Выбрать главу

О нем расспрашивали из других отделений, интересовались выздоровлением. Когда Степану стало полегче, он рассказывал забавные истории, собирая в палате приличную аудиторию.

Однако Степан почти никогда не звал на помощь, не орал, как другие, при перевязках. Он молчал и тяжело дышал, когда было особенно больно. А больно было, Галя это знала. И видела в его глазах, почти недоступных для прямого взгляда в такие моменты, жестокую борьбу с собственной беспомощностью, которая бросала на дно отчаяния других парней, попавших в такую же ситуацию.
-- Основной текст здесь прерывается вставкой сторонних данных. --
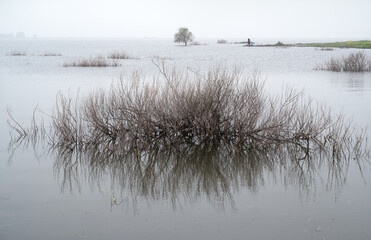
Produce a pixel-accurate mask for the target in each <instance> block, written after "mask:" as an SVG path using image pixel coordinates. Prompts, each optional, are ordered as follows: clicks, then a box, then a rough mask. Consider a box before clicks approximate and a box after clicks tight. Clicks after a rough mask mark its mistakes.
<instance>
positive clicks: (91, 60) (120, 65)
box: [63, 57, 121, 67]
mask: <svg viewBox="0 0 371 240" xmlns="http://www.w3.org/2000/svg"><path fill="white" fill-rule="evenodd" d="M118 66H121V64H120V62H119V61H117V60H112V61H109V60H107V59H105V58H101V57H95V58H83V59H77V60H74V61H70V62H65V63H64V64H63V67H118Z"/></svg>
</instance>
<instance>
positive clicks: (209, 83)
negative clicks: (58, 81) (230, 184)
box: [15, 60, 365, 158]
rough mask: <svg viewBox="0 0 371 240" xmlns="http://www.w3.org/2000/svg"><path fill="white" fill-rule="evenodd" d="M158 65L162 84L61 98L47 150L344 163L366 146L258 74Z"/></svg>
mask: <svg viewBox="0 0 371 240" xmlns="http://www.w3.org/2000/svg"><path fill="white" fill-rule="evenodd" d="M154 64H155V65H156V66H157V67H158V69H159V71H160V73H161V76H162V78H158V79H157V80H156V81H155V82H152V83H146V82H145V81H144V79H143V78H142V77H141V76H140V75H139V74H138V73H134V74H133V75H132V77H131V79H130V81H128V80H127V79H125V80H124V79H121V81H119V82H118V83H117V84H116V85H114V86H112V87H111V88H110V89H109V90H107V91H104V90H98V91H96V92H93V93H91V94H90V95H89V96H87V97H84V98H76V99H75V100H74V101H73V100H72V99H71V98H69V97H65V96H63V95H62V94H60V95H59V96H58V99H57V103H56V107H55V110H54V113H53V116H52V121H51V126H50V128H48V129H50V131H49V132H48V133H47V135H48V137H47V138H46V139H49V140H48V143H49V144H50V145H52V146H58V147H61V146H63V147H65V148H67V149H76V148H78V149H81V148H82V149H87V148H92V147H94V148H99V149H101V150H102V151H106V150H109V151H112V152H116V151H118V152H122V151H127V150H128V149H147V148H164V147H177V146H178V147H180V146H183V145H187V146H188V145H190V146H201V147H206V146H231V147H233V148H234V149H236V150H238V151H245V150H253V149H254V150H257V151H267V150H269V149H272V150H274V149H277V148H278V147H280V146H286V147H288V146H293V147H295V148H297V149H299V150H300V151H301V152H302V153H303V156H304V158H305V157H307V156H309V155H310V151H311V150H312V149H319V148H323V149H327V150H329V151H331V152H332V154H333V156H337V155H339V156H342V155H343V154H344V151H346V150H349V151H352V152H355V151H358V150H359V149H363V147H364V145H363V143H364V142H365V137H364V135H363V131H362V130H360V129H357V128H355V127H354V126H352V124H351V123H349V122H347V121H345V120H344V118H343V117H342V116H341V115H339V116H334V115H333V114H331V112H330V110H329V109H327V108H326V107H324V106H320V105H315V104H313V103H312V101H311V100H310V99H307V98H305V97H304V96H303V94H302V93H300V92H296V91H294V90H293V89H287V90H285V91H284V93H283V94H282V95H281V96H270V95H268V94H267V93H265V91H264V86H263V83H262V81H261V80H260V78H259V76H258V75H257V74H253V75H252V76H250V77H248V78H244V77H242V76H241V74H240V72H239V71H238V70H236V69H235V70H233V71H228V70H226V69H225V68H213V69H210V70H209V72H208V73H207V74H199V73H196V72H187V73H186V74H181V73H180V72H179V71H176V70H175V69H168V68H167V67H166V66H165V63H164V62H163V61H160V60H156V61H154ZM15 128H17V125H15ZM27 132H28V131H22V130H20V131H19V134H24V133H26V134H27ZM303 156H302V157H303Z"/></svg>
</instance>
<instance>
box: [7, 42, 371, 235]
mask: <svg viewBox="0 0 371 240" xmlns="http://www.w3.org/2000/svg"><path fill="white" fill-rule="evenodd" d="M267 41H273V40H267ZM287 41H293V42H295V41H296V40H295V39H291V40H290V39H288V40H287ZM304 41H310V40H308V39H307V40H305V39H304ZM203 43H205V44H207V45H200V46H189V47H181V46H177V45H174V44H173V43H172V40H156V41H154V40H150V39H141V40H118V39H117V40H96V39H95V40H94V39H90V40H87V39H85V40H78V39H75V40H72V39H69V40H66V39H65V40H61V39H59V40H58V39H53V40H50V39H49V40H47V39H28V40H22V41H5V40H3V41H1V44H0V109H1V112H0V143H1V144H0V147H1V148H0V156H1V158H0V239H6V240H8V239H79V238H86V239H118V238H120V239H121V238H125V239H126V238H127V239H226V238H230V239H246V237H247V238H252V239H350V238H354V239H368V238H369V237H370V236H371V232H370V229H369V226H370V224H371V189H370V184H371V178H370V176H371V169H370V164H369V163H367V162H363V161H362V162H361V163H357V162H356V161H354V160H352V159H347V158H344V159H343V160H342V161H341V162H337V164H335V165H333V164H331V161H329V160H328V159H327V158H326V157H325V156H324V155H323V156H319V155H315V156H313V158H312V161H310V162H300V164H299V165H298V164H297V161H295V159H293V158H290V152H282V154H280V155H274V154H271V153H270V154H256V155H253V156H252V155H251V156H249V157H245V158H244V157H241V156H238V155H233V154H227V153H226V152H220V153H218V152H214V151H211V150H210V149H209V150H207V149H203V150H199V149H192V148H190V149H182V151H180V152H177V151H175V152H159V153H153V152H150V153H148V154H146V153H143V155H140V156H139V157H140V158H139V159H138V155H135V154H134V155H124V156H123V155H119V154H118V155H109V156H107V155H105V154H104V153H99V152H94V151H87V152H72V153H71V152H68V151H67V152H66V151H62V150H60V149H49V148H47V147H45V146H44V145H42V144H39V145H37V146H35V149H34V147H33V146H32V144H31V143H30V144H29V145H28V146H26V145H21V146H20V147H19V148H17V149H16V151H15V152H14V155H11V154H12V152H11V151H10V150H12V147H14V146H10V148H8V147H9V145H8V144H9V142H10V135H9V127H8V124H7V119H9V117H8V115H7V113H6V111H5V109H6V108H10V109H11V110H12V112H13V116H14V117H15V118H16V119H17V120H18V121H19V122H20V123H22V124H25V125H28V124H29V122H30V119H31V118H32V114H33V110H34V107H35V106H36V105H37V106H38V108H39V109H40V110H41V111H42V112H41V113H38V115H37V118H38V119H39V118H40V117H41V116H43V118H44V119H47V116H45V115H43V113H47V114H50V113H51V112H52V109H53V106H54V103H55V100H56V94H57V93H58V92H62V93H63V94H67V95H68V94H69V93H71V94H75V93H76V92H78V91H79V92H80V95H82V96H84V95H87V94H88V93H90V92H91V91H93V90H96V89H99V88H102V89H107V88H108V87H109V86H110V85H111V84H112V83H113V82H116V81H117V80H118V79H119V78H120V76H121V77H122V78H123V79H127V78H129V77H130V76H131V73H132V72H133V71H135V70H139V71H141V72H142V73H143V74H144V75H146V76H147V77H148V79H149V80H151V78H152V76H154V75H155V76H157V75H158V69H157V68H156V67H155V66H154V64H153V63H152V59H153V57H154V56H159V57H162V58H164V59H165V62H166V64H168V66H176V67H177V68H178V69H180V70H186V69H187V68H188V69H191V70H193V71H200V72H206V71H207V70H208V69H209V68H210V67H212V66H215V65H218V64H219V65H220V64H224V65H225V66H227V67H230V68H233V67H234V66H239V67H241V68H242V69H243V71H244V74H246V75H249V74H251V73H252V72H254V71H256V70H259V71H260V73H261V80H262V81H263V80H265V82H266V83H265V87H266V89H267V91H268V92H271V93H277V94H279V93H281V91H282V89H283V88H284V87H285V86H286V85H287V84H289V85H291V86H293V87H294V88H295V89H299V90H301V89H303V91H304V94H306V95H309V96H311V97H312V98H313V99H314V101H315V102H320V103H325V104H327V105H328V106H329V107H330V108H331V109H332V111H333V112H334V113H339V112H341V113H343V114H344V115H345V116H346V117H349V118H352V119H353V122H354V123H355V124H357V125H359V126H362V127H369V123H370V122H371V110H370V109H371V108H370V107H369V104H370V103H371V73H369V72H368V73H344V72H340V73H333V72H324V71H316V70H313V69H314V68H315V66H316V65H317V64H319V63H322V62H323V61H325V60H328V59H330V58H331V57H341V56H345V55H347V54H349V53H351V52H354V51H360V50H355V49H335V50H333V51H319V50H318V49H315V48H296V47H292V48H277V47H267V48H246V47H245V48H244V47H242V46H241V45H235V44H225V45H221V44H216V39H213V40H210V39H209V40H205V41H204V42H203ZM13 50H21V51H24V52H25V53H26V56H11V55H10V53H11V51H13ZM121 50H124V51H125V52H127V53H129V54H130V55H132V56H134V57H135V58H134V59H126V60H119V61H120V63H121V66H119V67H106V68H73V67H63V63H65V62H67V61H71V60H75V59H79V58H85V57H94V56H98V55H100V56H103V57H106V56H107V54H109V53H110V52H112V51H121ZM47 52H52V53H60V54H61V56H49V57H45V56H41V55H43V54H44V53H47ZM364 52H365V54H366V55H367V56H369V57H371V51H370V50H364ZM367 134H368V137H371V134H370V131H368V132H367ZM10 156H12V158H11V159H9V157H10ZM10 160H11V161H10ZM106 163H107V164H106ZM19 229H22V231H20V230H19Z"/></svg>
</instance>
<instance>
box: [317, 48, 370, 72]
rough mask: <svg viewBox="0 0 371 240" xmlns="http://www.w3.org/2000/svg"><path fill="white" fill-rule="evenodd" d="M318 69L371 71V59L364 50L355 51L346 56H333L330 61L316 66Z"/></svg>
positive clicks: (332, 70)
mask: <svg viewBox="0 0 371 240" xmlns="http://www.w3.org/2000/svg"><path fill="white" fill-rule="evenodd" d="M316 69H317V70H326V71H332V72H341V71H344V72H365V71H371V59H370V58H367V56H366V54H365V53H364V52H354V53H351V54H349V55H348V56H346V57H342V58H331V59H330V60H329V61H327V62H325V63H324V64H322V65H319V66H317V67H316Z"/></svg>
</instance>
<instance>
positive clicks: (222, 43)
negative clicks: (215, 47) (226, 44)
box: [216, 39, 228, 44]
mask: <svg viewBox="0 0 371 240" xmlns="http://www.w3.org/2000/svg"><path fill="white" fill-rule="evenodd" d="M216 43H218V44H226V43H228V41H227V40H225V39H218V41H217V42H216Z"/></svg>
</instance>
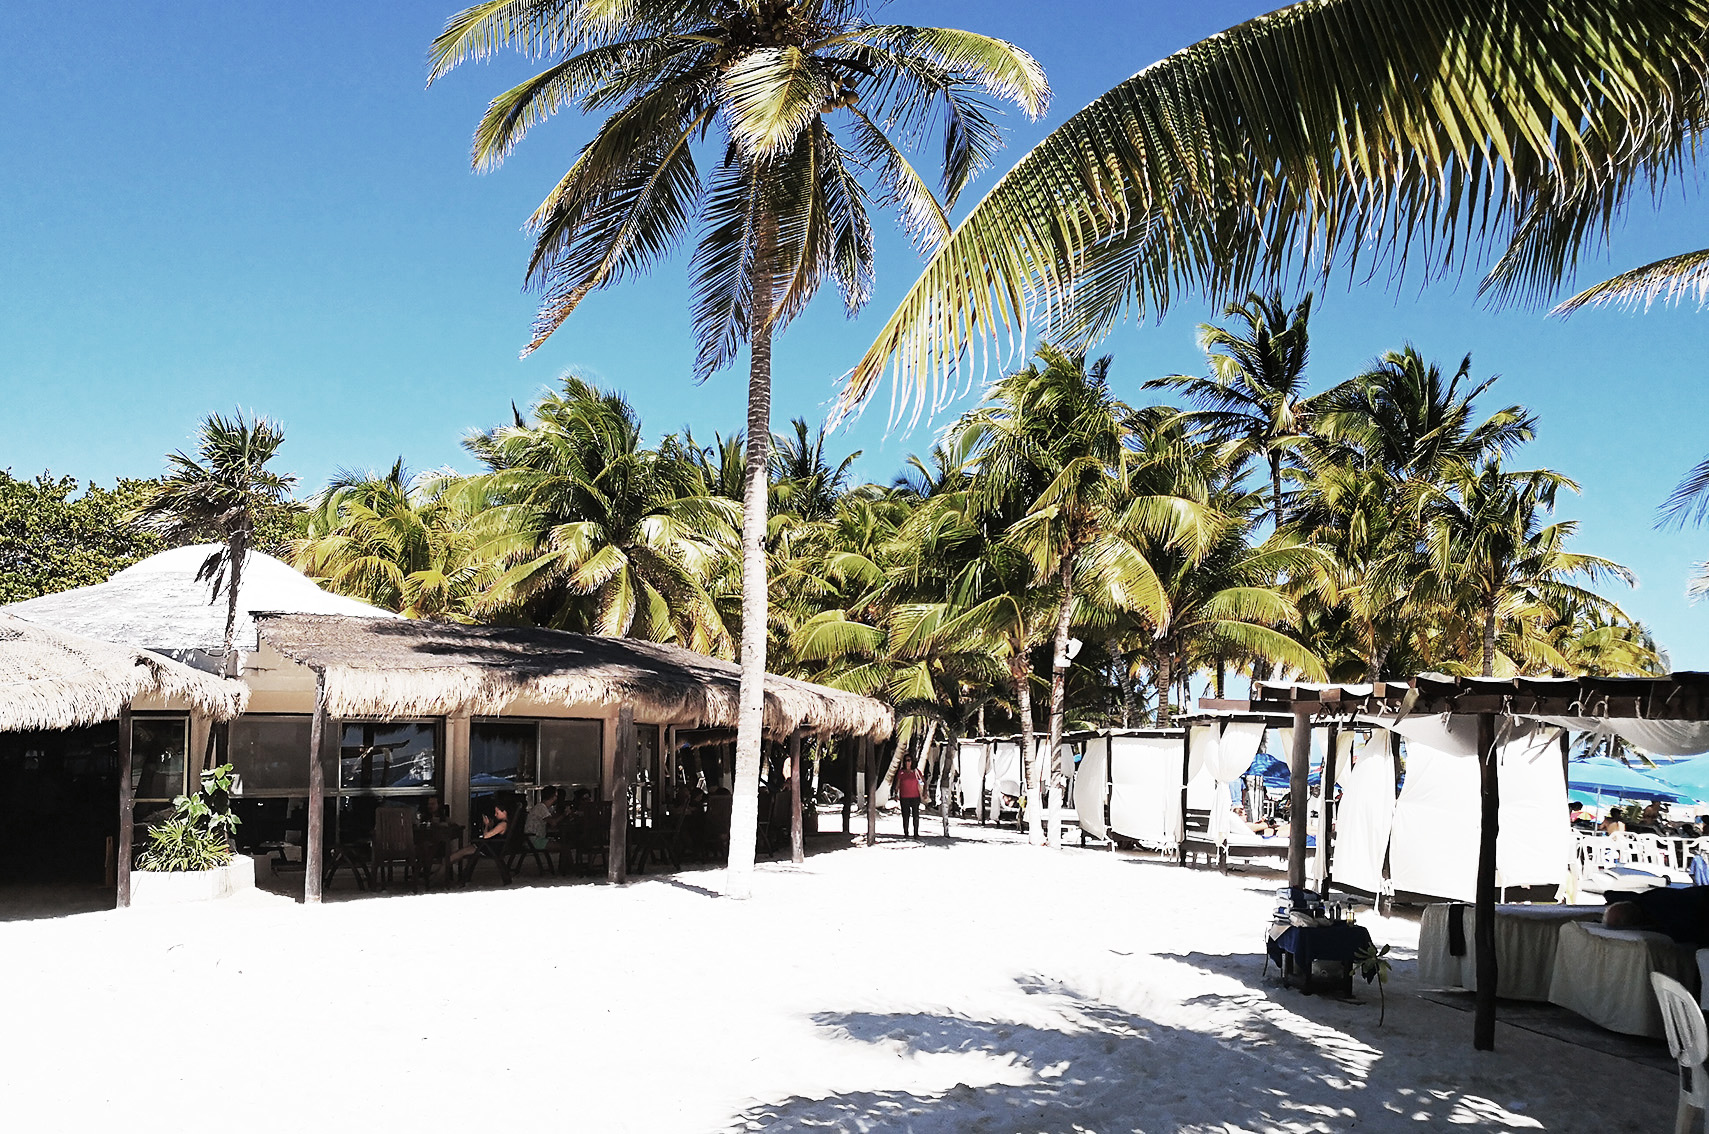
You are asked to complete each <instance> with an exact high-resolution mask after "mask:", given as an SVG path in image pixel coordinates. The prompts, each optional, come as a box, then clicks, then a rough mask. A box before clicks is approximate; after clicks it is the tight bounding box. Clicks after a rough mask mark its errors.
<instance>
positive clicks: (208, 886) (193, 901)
mask: <svg viewBox="0 0 1709 1134" xmlns="http://www.w3.org/2000/svg"><path fill="white" fill-rule="evenodd" d="M243 890H255V859H251V857H250V856H246V854H234V856H232V859H231V862H227V864H226V866H220V868H217V869H212V871H132V873H130V903H132V907H138V905H183V903H186V902H214V900H217V898H229V897H231V895H234V893H239V891H243Z"/></svg>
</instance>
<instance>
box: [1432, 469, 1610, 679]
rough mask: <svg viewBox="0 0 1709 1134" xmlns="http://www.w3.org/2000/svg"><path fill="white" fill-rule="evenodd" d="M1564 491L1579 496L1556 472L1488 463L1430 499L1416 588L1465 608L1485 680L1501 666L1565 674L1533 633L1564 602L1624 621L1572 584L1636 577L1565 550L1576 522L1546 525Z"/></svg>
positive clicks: (1564, 604)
Каким-то образом все узнали, что его мать, получившая известие о том, что ее сын ранен, слегла с инфарктом. К нему приезжала только сестра. Приезжала, но не так часто, как родственники других раненых, почти поселившиеся в госпитале. Но он не давал повода для жалости, которую вызывает у окружающих грусть, уныние и прорывавшаяся тоска. Однако это не значило, что Степан не грустил. Невольная горечь проскальзывала в его шутках, объектом которых он сделал самого себя.

Белоусов прочел записи медсестер, дежуривших последние сутки, с тем же серьезным оптимизмом расспросил Степана о самочувствии, сделал назначения и вышел в коридор, сопровождаемый «свитой» врачей и медсестер. По пути он взялся за двух практикантов, шатавшихся второй день по отделению, подобно двум пугливым привидениям.

— Так, коллеги, поведайте-ка мне, почему в некоторых случаях кровотечение из раны при отрыве конечности может быть небольшим или отсутствовать вовсе? Вы… как вас по имени-отчеству?

— Людмила Викторовна, — покраснев, ответила практикантка, которой до Людмилы Викторовны еще надо было расти и расти.

— Так я вас слушаю, Людмила Викторовна.

— Это… это объясняется падением артериального давления, э-э… размозжением мягких тканей и спадением стенок сосудов, а также э-э… закупоркой разорвавшихся магистральных сосудов, ввернувшейся в их просвет внутренней оболочкой сосуда или образовавшимся тромбом… — отрапортовало будущее светило медицины.

— Господи, — прошептала Оксанка, — я чуть в трусики не писала от страха, когда он меня также спрашивал при всех. И чего я его так боялась, понять не могу. Он же добрый, мягкий, как плюшевый мишка. А как целуется! Галка, можешь мне поверить, ни один мужик меня так не целовал.

Оксанка «подцепила» Белоусова всего год назад на совместном дежурстве в Новый год, и только сам Белоусов пребывал в святой уверенности, что никто об этом романе до сих пор не знает. Начальник отделения был женат, имел двоих дочек и до Оксанки ни с кем романов не заводил. На его счет даже слухов никаких не возникало. Таких, так он, называли «женатыми раз и навсегда».

Но вот однажды он заметил Оксанку, и стойкий однолюб не устоял.

— Если больной длительно находился в состоянии гипотензии, у него вследствие длительного спазма, а затем пареза и шунтирования периферических сосудов развиваются необратимые изменения: образования конгломератов из эритроцитов в капиллярах… — продолжал втолковывать практикантам Оксанкин «новогодний подарок» (она сама его так называла).

— И какие у вас планы? — осторожно спросила Галя.

— Лично у меня никаких, — пожала плечами подруга. — Положение любовницы ни к чему не обязывает. А он… Судя по всему, он ни меня, ни жену не собирается бросать.

— А если появится ребенок?

— Не появится, — отрезала Оксана. — Ребенка я рожу для мужа, а не для любовника.

Гале было жаль подругу. Несмотря на то, что Оксанка делала вид, что у нее вечно «хвост трубой», жизнь прибавила ей ранок на сердце. И об этом никто, кроме Галки, не знал. Еще студенткой Оксана «залетела», но только потому, что пятикурсник Гена, без пяти минут готовый врач, обещал на ней жениться. Она втюрилась в него без памяти. Ходила по общаге, как помешанная, считала часы до встречи, от окошка не отходила, подлавливала его в аудиториях и библиотеках. Короче, вела себя так, как меньше всего мужикам нравится. Геночка мало отличался от всего огромного мужского братства и поэтому скоро почувствовал, что такой хомут, как Оксана, не сможет вынести на своей шее слишком долго.